Start Chinese american woman dating

Chinese american woman dating

First, I would just like to commend you for the outstanding work you have done and thank you for navigating these issues of race in the way that you do.

While it may seem as though White and Black Americans are positioned on antithetical ends of an idyllic racial spectrum, I would argue that in actuality it is Asians who are presented as the polar opposites of their Black counterparts (in many respects with Asians as hypo and Black Americans as hyper ).

For instance, as a whole Asians are seen as small, quiet, and unassertive (which in a Western context are coded as feminine), whereas Black people are presented as big, loud, and physically dominant/imposing (which in turn are coded as masculine).

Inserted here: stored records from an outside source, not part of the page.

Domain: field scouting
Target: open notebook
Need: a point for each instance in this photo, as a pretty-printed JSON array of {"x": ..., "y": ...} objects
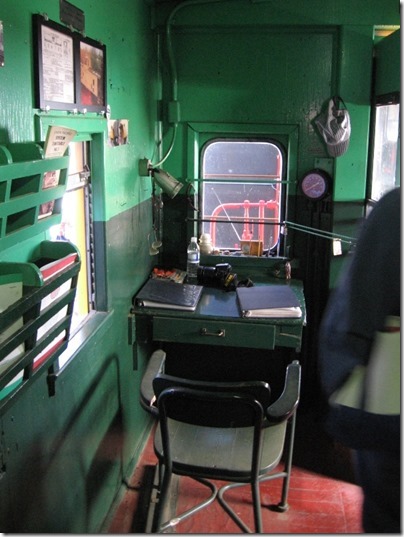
[
  {"x": 268, "y": 301},
  {"x": 168, "y": 294}
]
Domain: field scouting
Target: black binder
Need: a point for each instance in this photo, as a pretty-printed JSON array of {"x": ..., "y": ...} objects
[
  {"x": 168, "y": 294},
  {"x": 268, "y": 301}
]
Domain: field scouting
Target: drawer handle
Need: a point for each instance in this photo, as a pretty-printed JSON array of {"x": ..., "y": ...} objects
[{"x": 219, "y": 333}]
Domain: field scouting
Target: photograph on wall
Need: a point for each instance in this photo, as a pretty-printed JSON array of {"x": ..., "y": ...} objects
[
  {"x": 117, "y": 132},
  {"x": 92, "y": 74}
]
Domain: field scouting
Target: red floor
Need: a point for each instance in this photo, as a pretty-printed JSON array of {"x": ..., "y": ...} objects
[{"x": 317, "y": 504}]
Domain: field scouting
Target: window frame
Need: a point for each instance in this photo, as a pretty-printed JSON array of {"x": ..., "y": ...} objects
[
  {"x": 381, "y": 100},
  {"x": 199, "y": 134},
  {"x": 246, "y": 140},
  {"x": 91, "y": 129}
]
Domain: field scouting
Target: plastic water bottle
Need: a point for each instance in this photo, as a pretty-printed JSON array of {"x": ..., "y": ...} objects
[{"x": 193, "y": 256}]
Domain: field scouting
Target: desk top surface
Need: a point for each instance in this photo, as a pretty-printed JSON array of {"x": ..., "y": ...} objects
[{"x": 217, "y": 303}]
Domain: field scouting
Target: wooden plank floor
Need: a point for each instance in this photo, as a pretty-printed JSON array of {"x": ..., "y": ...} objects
[{"x": 323, "y": 497}]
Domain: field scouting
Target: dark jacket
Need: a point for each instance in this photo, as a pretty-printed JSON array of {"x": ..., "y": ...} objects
[{"x": 369, "y": 291}]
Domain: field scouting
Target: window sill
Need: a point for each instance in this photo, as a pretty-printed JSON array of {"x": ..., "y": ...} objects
[{"x": 87, "y": 330}]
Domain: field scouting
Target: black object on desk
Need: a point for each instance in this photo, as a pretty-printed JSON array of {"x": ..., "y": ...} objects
[{"x": 168, "y": 295}]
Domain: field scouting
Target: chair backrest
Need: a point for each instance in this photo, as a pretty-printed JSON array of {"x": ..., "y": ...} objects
[{"x": 212, "y": 404}]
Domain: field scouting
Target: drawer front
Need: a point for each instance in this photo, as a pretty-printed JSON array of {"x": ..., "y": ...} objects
[{"x": 226, "y": 333}]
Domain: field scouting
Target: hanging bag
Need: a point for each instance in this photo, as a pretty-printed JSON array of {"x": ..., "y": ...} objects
[{"x": 334, "y": 125}]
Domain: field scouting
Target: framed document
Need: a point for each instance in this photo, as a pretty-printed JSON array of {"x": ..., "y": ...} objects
[{"x": 54, "y": 65}]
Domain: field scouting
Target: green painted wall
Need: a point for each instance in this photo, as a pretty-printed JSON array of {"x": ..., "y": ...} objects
[
  {"x": 238, "y": 62},
  {"x": 63, "y": 459}
]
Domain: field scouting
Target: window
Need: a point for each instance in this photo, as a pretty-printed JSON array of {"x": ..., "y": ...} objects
[
  {"x": 241, "y": 195},
  {"x": 76, "y": 226},
  {"x": 385, "y": 167}
]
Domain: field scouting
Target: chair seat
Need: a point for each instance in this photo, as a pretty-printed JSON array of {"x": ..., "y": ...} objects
[{"x": 220, "y": 453}]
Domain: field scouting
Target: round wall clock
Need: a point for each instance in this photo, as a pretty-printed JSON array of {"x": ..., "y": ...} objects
[{"x": 315, "y": 184}]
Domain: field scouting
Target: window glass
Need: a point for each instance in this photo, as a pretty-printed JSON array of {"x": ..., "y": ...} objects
[
  {"x": 386, "y": 136},
  {"x": 241, "y": 194},
  {"x": 75, "y": 226}
]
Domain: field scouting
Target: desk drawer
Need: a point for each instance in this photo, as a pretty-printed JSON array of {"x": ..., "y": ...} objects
[{"x": 226, "y": 333}]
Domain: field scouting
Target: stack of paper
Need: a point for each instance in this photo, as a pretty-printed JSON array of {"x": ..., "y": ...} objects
[{"x": 268, "y": 301}]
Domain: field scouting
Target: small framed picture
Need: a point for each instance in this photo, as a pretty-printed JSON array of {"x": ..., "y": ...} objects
[
  {"x": 54, "y": 65},
  {"x": 91, "y": 76}
]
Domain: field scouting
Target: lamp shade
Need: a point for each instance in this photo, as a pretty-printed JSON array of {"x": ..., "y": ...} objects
[{"x": 166, "y": 182}]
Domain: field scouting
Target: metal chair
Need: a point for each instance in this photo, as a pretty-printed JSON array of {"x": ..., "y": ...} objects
[{"x": 225, "y": 431}]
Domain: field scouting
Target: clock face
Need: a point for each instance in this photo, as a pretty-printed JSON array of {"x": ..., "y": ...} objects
[{"x": 315, "y": 185}]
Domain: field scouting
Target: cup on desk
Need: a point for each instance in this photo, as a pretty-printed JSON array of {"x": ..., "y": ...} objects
[{"x": 205, "y": 243}]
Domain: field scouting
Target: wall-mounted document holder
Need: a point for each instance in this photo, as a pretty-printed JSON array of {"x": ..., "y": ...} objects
[{"x": 36, "y": 305}]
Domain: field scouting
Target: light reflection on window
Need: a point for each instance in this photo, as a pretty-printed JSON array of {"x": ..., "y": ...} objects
[{"x": 385, "y": 169}]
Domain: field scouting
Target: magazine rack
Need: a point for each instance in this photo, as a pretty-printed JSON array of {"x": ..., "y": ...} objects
[
  {"x": 34, "y": 329},
  {"x": 23, "y": 192}
]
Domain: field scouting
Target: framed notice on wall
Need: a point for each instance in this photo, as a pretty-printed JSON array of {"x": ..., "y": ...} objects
[
  {"x": 54, "y": 65},
  {"x": 69, "y": 69}
]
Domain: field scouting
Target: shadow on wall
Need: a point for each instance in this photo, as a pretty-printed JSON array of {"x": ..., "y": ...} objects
[{"x": 71, "y": 473}]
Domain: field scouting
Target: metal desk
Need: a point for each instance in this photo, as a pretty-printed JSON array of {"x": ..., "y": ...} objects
[{"x": 217, "y": 321}]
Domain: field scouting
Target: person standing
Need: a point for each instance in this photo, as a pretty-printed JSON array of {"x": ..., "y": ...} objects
[{"x": 367, "y": 294}]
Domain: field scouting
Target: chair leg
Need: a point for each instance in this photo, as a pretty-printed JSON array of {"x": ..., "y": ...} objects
[
  {"x": 165, "y": 475},
  {"x": 283, "y": 505},
  {"x": 162, "y": 527},
  {"x": 255, "y": 489},
  {"x": 233, "y": 515}
]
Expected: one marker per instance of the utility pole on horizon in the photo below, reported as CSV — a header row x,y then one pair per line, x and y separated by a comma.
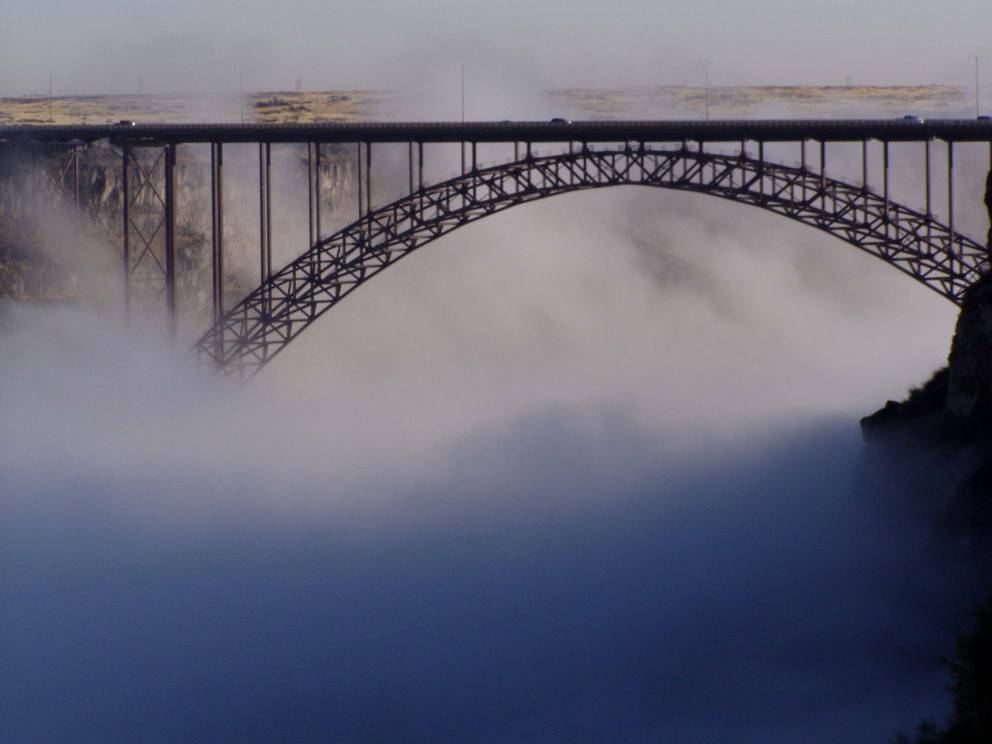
x,y
244,71
978,95
51,111
706,85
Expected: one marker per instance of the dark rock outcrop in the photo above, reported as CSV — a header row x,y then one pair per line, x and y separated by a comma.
x,y
944,428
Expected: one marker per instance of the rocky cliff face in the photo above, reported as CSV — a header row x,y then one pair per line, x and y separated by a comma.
x,y
50,251
945,427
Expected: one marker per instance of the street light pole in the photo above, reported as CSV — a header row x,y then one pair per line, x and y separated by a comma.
x,y
706,85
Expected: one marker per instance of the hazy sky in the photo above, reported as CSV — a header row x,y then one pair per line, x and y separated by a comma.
x,y
187,45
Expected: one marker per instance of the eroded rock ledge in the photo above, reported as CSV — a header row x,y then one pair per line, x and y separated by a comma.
x,y
942,432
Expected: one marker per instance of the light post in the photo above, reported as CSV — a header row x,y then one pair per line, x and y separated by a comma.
x,y
978,95
706,85
51,111
244,72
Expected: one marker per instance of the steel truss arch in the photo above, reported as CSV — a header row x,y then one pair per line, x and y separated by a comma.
x,y
254,331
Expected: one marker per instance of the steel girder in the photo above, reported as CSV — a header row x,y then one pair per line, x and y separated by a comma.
x,y
253,332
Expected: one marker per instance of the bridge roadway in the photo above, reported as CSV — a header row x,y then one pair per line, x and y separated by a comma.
x,y
781,130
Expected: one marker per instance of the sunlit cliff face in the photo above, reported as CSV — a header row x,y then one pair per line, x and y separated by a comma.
x,y
583,470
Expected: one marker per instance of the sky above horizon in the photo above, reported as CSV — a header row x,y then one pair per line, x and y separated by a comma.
x,y
189,47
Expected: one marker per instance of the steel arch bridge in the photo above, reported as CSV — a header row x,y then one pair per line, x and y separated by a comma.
x,y
253,332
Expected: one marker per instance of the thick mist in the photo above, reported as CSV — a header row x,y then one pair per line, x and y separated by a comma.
x,y
587,470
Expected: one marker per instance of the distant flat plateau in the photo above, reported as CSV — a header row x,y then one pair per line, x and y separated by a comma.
x,y
664,102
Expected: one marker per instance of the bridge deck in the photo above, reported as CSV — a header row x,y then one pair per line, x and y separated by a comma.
x,y
826,130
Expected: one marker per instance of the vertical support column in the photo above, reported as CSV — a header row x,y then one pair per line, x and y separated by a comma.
x,y
420,176
268,209
34,189
950,201
864,181
885,182
310,189
217,225
420,165
864,165
802,166
361,189
265,218
761,167
170,238
318,186
926,157
126,214
75,177
368,182
410,164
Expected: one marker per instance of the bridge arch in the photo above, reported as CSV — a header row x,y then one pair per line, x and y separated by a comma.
x,y
254,331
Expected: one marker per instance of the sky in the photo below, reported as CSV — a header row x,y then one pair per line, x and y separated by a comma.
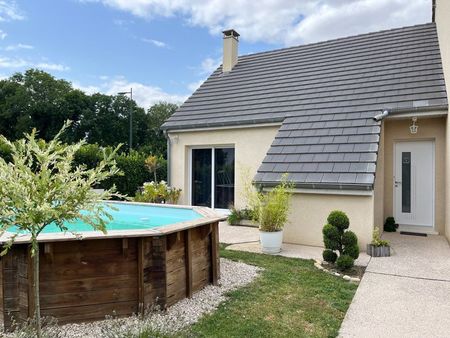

It is a problem of mass media representation, global cultural and information flows, and a lack of autonomy for people of color (including Asians) to choose how they are portrayed and for and by whom.

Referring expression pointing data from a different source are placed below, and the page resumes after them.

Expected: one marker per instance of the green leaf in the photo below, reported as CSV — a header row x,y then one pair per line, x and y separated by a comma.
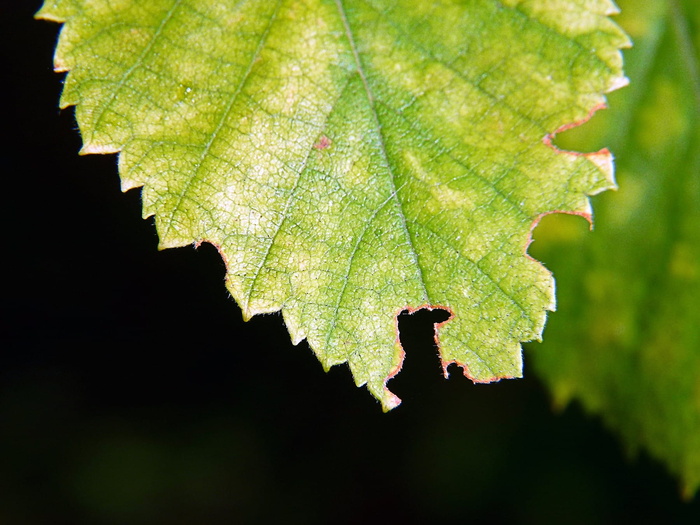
x,y
351,159
626,342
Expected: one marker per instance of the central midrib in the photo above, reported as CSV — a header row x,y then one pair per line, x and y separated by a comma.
x,y
380,136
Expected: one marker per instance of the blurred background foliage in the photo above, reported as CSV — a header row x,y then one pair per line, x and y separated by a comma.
x,y
132,392
626,342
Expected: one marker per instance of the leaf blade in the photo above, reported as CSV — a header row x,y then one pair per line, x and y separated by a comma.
x,y
346,169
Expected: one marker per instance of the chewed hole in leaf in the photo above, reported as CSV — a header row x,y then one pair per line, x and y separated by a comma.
x,y
417,333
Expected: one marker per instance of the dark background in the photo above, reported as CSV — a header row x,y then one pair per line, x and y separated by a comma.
x,y
132,392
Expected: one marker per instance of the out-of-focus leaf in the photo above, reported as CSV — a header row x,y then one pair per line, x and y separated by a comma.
x,y
626,341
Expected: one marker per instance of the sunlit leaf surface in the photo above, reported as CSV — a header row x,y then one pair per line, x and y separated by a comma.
x,y
351,159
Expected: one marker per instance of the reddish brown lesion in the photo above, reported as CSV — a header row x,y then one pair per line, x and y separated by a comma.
x,y
323,143
549,138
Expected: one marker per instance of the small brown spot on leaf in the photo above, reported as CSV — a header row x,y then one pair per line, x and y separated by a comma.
x,y
323,143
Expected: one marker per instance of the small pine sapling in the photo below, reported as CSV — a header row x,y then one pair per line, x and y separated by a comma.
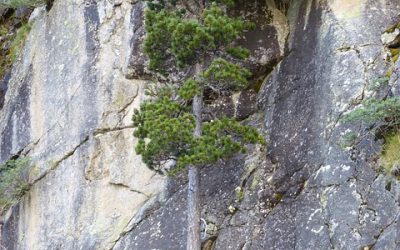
x,y
199,39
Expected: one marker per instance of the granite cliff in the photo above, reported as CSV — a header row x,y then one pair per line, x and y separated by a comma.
x,y
67,103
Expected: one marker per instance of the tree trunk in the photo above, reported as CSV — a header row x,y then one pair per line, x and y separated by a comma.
x,y
193,236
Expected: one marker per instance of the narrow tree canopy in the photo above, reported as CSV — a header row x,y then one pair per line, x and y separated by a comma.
x,y
191,36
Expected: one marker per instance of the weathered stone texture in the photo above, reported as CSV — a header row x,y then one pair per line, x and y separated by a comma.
x,y
69,106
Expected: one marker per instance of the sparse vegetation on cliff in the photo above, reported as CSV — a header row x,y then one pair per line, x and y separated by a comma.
x,y
11,43
199,39
383,118
14,181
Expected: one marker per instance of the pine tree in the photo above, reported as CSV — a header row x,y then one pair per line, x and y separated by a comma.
x,y
198,37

The other major concern which I sometimes hear for why Black American and other women may hesitate to consider Asian men as potential partners is that they fear that Asian men are bound by culture, particularly in the form of filial piety.

Thus while one could potentially make a case for a relationship between a Black man and an Asian woman (the ostensibly most masculine with the ostensibly most feminine), a potential relationship between an Asian man and Black woman may seem laughable if not inconceivable.

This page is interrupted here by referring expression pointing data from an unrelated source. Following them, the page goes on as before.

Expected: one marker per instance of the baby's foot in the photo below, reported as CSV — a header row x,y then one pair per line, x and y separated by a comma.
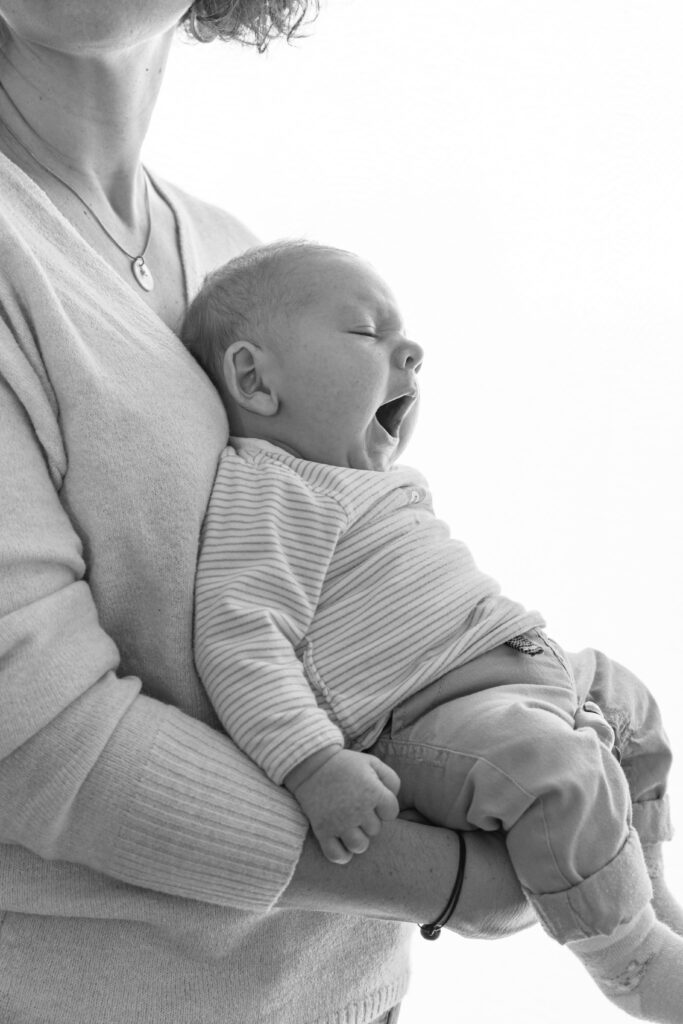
x,y
667,907
639,968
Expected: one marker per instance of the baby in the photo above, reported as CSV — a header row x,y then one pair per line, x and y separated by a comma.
x,y
343,636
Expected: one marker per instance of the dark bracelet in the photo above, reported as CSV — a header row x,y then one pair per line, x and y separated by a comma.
x,y
434,930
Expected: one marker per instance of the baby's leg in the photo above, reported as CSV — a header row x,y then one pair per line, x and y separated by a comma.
x,y
645,756
509,758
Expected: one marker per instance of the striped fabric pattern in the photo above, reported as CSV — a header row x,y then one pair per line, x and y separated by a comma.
x,y
327,595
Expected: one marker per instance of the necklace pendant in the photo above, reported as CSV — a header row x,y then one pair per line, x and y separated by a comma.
x,y
142,273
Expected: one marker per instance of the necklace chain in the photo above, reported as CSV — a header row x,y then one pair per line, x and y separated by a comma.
x,y
139,268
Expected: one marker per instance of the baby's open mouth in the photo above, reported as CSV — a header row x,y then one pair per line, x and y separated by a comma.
x,y
390,416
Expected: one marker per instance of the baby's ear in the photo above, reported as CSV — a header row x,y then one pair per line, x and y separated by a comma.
x,y
245,373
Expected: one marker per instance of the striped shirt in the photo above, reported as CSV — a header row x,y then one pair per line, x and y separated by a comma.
x,y
327,595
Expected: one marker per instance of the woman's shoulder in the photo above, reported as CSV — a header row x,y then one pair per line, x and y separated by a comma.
x,y
218,235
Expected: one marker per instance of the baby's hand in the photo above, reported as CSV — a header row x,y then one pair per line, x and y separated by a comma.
x,y
346,799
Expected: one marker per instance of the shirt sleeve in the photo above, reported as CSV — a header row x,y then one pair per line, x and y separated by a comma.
x,y
91,770
268,540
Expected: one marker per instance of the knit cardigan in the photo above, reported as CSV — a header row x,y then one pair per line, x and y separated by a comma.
x,y
143,853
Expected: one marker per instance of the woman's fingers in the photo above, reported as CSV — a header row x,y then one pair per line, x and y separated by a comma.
x,y
386,775
334,850
355,841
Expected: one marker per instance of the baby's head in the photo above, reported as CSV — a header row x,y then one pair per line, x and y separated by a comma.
x,y
306,346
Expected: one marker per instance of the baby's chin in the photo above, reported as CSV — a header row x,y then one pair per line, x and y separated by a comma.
x,y
378,453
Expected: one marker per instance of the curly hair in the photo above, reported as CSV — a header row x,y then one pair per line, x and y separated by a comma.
x,y
254,23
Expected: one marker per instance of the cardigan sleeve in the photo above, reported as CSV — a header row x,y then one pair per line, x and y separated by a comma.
x,y
268,540
91,770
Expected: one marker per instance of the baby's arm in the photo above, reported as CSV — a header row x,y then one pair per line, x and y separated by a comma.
x,y
346,796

However, upon further interrogation we see how such an assessment is not just problematic, but entirely fallacious.

Chances are if an Asian man is fourth, third, or even second generation, this issue may not prove prohibitive in the least.

This, much like the previous example, is not then specific to Asian men but rather an issue which could stem from being an immigrant from another country/having parents who are immigrants.

There are of course exceptions I am sure but I would argue that no matter what, men have never been held to the same standard as women in regards to maintaining cultural/racial “purity” and may as a result have more power to decide whom they date and/or marry than a non-Asian dater may initially think.

What is more, even if this concern were entirely true, its degree of significance would largely depend on how long the family in question had resided in the United States.

On the other hand, the Asian woman who is depicted as feminine due to her small frame and unassuming demeanor is at the same time presented as cunning, shrewd and domineering (as seen in the “tiger mom” stereotype for instance) and in this way may be considered masculine.